Italian businesswoman

Marina Elvira Berlusconi (born 10 August 1966) is an Italian businesswoman. She is the chairwoman of the holding company Fininvest and the publishing company Arnoldo Mondadori Editore, the latter being the biggest publishing company in Italy. She is the eldest daughter of businessman and former Italian prime minister Silvio Berlusconi.

==Biography==
Marina Elvira Berlusconi was born in Milan on 10 August 1966, the daughter of Silvio Berlusconi and his first wife Carla Elvira Lucia Dall'Oglio. She is the older sister of businessman Pier Silvio Berlusconi and the older paternal half-sister of businesswoman Barbara Berlusconi. Like her brother, they both dropped their studies at the University of Milan without getting a diploma.
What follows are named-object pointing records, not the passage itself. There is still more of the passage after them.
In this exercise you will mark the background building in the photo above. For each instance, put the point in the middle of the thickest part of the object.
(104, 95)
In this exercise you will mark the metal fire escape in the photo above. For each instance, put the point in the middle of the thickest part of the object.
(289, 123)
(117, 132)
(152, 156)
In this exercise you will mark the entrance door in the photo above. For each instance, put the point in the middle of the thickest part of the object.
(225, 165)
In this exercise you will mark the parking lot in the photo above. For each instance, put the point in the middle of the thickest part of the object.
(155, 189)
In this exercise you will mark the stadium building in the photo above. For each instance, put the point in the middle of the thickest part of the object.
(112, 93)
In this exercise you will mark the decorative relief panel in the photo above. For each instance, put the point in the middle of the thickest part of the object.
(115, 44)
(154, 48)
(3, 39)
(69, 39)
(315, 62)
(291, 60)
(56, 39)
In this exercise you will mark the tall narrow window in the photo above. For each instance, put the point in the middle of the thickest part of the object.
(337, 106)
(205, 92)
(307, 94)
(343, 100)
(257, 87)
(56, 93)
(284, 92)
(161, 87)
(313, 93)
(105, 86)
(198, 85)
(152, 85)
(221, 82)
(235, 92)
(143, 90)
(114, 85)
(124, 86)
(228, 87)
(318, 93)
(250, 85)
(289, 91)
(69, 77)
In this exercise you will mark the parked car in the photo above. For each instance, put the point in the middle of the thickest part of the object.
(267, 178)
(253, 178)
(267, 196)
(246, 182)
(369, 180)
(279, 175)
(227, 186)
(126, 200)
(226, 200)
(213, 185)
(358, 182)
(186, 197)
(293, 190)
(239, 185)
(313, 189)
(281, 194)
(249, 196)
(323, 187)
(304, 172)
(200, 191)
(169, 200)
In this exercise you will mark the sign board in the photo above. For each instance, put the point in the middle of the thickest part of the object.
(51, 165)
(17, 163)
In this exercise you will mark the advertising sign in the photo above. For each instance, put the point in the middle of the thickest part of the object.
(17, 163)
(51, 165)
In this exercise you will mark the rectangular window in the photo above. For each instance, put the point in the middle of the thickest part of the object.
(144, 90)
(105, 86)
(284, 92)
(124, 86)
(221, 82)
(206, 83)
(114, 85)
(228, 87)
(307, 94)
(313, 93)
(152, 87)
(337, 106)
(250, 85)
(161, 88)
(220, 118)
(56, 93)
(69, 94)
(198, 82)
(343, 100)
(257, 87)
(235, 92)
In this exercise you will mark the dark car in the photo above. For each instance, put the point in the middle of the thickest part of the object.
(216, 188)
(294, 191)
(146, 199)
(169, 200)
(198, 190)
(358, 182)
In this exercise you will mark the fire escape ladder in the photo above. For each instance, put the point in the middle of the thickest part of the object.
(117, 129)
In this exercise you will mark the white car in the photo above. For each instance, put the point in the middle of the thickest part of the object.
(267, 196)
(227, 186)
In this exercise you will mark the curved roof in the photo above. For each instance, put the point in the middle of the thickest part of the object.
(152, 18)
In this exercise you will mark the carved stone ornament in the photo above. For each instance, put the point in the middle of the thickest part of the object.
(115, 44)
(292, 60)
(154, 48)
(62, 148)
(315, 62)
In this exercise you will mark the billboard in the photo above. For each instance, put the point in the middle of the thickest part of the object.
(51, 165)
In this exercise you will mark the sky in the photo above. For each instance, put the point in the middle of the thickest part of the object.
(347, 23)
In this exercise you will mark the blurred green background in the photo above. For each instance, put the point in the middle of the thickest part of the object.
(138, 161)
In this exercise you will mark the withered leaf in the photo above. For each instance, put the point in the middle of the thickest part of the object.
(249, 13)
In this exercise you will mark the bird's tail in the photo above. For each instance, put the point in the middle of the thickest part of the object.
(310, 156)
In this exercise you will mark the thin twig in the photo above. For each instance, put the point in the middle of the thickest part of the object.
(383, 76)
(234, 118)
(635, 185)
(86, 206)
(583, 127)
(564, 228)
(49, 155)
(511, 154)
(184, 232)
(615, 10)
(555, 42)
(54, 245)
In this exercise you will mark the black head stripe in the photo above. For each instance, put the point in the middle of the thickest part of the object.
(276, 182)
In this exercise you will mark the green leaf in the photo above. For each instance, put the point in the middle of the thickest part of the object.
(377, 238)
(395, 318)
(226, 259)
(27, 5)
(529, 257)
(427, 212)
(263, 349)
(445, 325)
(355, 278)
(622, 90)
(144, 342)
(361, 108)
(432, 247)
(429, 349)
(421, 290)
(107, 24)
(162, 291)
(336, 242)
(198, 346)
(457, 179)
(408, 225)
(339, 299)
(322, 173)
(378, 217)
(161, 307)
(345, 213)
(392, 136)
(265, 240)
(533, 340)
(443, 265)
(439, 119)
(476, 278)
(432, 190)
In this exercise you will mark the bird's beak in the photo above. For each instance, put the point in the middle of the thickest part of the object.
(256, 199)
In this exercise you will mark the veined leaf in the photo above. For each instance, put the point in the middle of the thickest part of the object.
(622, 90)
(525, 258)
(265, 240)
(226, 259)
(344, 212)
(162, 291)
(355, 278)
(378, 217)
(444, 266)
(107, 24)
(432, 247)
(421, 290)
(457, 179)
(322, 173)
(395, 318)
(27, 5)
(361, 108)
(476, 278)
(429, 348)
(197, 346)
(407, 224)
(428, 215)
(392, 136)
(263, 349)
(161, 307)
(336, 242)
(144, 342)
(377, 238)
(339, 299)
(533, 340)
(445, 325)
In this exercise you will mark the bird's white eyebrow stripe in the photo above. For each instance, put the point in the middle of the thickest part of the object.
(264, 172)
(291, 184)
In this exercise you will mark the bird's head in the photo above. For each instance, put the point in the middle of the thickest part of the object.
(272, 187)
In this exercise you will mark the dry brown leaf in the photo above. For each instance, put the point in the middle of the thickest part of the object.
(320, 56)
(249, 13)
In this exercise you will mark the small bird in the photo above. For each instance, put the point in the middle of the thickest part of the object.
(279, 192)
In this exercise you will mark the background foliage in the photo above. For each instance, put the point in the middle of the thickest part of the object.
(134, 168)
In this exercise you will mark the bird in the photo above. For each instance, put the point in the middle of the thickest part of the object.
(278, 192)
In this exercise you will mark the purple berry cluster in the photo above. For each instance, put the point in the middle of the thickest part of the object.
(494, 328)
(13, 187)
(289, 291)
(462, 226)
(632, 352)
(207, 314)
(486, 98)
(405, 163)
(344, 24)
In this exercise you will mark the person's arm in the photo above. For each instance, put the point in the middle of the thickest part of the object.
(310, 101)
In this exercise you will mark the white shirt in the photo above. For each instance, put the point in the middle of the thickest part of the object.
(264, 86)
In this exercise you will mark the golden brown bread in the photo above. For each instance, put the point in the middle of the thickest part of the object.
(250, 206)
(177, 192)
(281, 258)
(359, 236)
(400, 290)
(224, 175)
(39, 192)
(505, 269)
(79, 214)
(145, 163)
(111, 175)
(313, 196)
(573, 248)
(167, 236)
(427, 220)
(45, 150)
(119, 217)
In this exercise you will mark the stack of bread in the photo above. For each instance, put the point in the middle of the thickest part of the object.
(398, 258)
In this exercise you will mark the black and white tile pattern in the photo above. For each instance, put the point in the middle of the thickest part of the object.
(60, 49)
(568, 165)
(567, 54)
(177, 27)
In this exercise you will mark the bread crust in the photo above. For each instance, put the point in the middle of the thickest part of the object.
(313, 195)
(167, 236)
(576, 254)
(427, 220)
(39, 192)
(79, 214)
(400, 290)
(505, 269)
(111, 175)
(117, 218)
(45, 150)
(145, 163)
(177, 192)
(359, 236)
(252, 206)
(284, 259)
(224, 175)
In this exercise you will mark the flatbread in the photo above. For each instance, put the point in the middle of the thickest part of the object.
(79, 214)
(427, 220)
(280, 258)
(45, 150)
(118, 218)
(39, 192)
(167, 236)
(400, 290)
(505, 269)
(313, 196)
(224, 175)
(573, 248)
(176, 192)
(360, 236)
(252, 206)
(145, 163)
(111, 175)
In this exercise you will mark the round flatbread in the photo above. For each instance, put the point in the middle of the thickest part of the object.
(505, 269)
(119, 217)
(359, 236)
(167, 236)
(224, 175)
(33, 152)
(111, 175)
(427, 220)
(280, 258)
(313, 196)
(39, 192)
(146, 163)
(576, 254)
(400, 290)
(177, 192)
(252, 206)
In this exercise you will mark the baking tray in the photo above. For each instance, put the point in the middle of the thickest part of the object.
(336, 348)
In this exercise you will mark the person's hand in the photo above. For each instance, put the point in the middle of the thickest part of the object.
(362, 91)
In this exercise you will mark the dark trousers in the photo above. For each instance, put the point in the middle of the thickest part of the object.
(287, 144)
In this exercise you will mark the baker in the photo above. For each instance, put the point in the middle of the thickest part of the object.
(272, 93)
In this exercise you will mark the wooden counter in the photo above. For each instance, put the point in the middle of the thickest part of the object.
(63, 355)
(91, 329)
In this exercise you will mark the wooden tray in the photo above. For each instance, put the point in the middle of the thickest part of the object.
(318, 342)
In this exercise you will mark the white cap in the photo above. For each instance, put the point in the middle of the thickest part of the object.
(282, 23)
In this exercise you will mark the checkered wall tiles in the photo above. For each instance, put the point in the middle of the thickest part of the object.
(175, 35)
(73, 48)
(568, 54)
After graduating from high school in classical studies, Berlusconi began attending the Faculty of Law and then that of Political Science, both of which she abandoned in her first year. After an apprenticeship, she worked in several positions in the media business in Italy. She joined the board of her father's holding company Fininvest in 1994 alongside her brother, and partook in the inauguration of the Spanish channel Telecinco in 1995. In 1996, she was appointed Deputy Chairman of Fininvest by her father.

Since 2003, she has been the chairperson of Arnoldo Mondadori Editore, Italy's largest publishing company. She is also a member of the Board of Directors of MFE (until 2021 known as Mediaset SpA) and was on the Board of Directors of Mediobanca from October 2008 to April 2012.

In 2010, she was placed 48th in The World's 100 Most Powerful Women by Forbes, the only Italian on the list (where she had been since 2004). Since 2001, she has also been included in Fortune magazine's list of the 50 most influential women in the international business community. In 2013, 2016, and 2018 the US magazine The Hollywood Reporter included Berlusconi in its list of the 20 most influential women in the media TV industry.

In 2011, Berlusconi claimed that she had never thought of entering politics like her father, but admitted in 2014 that she may consider it eventually.

==Personal life==
In December 2008, Berlusconi married Maurizio Vanadia, a former lead dancer at La Scala. They have two sons: Gabriele (born 2002) and Silvio.

==Awards==
- 2004–2010: she was named in The World's 100 Most Powerful Woman in the world by Forbes magazine
- In 2009, the mayor of Milan, Letizia Moratti, awarded her the Gold Medal of the City of Milan (Ambrogino d'oro), as "an example of Milanese excellence in the world and the ability to reconcile professional and family life".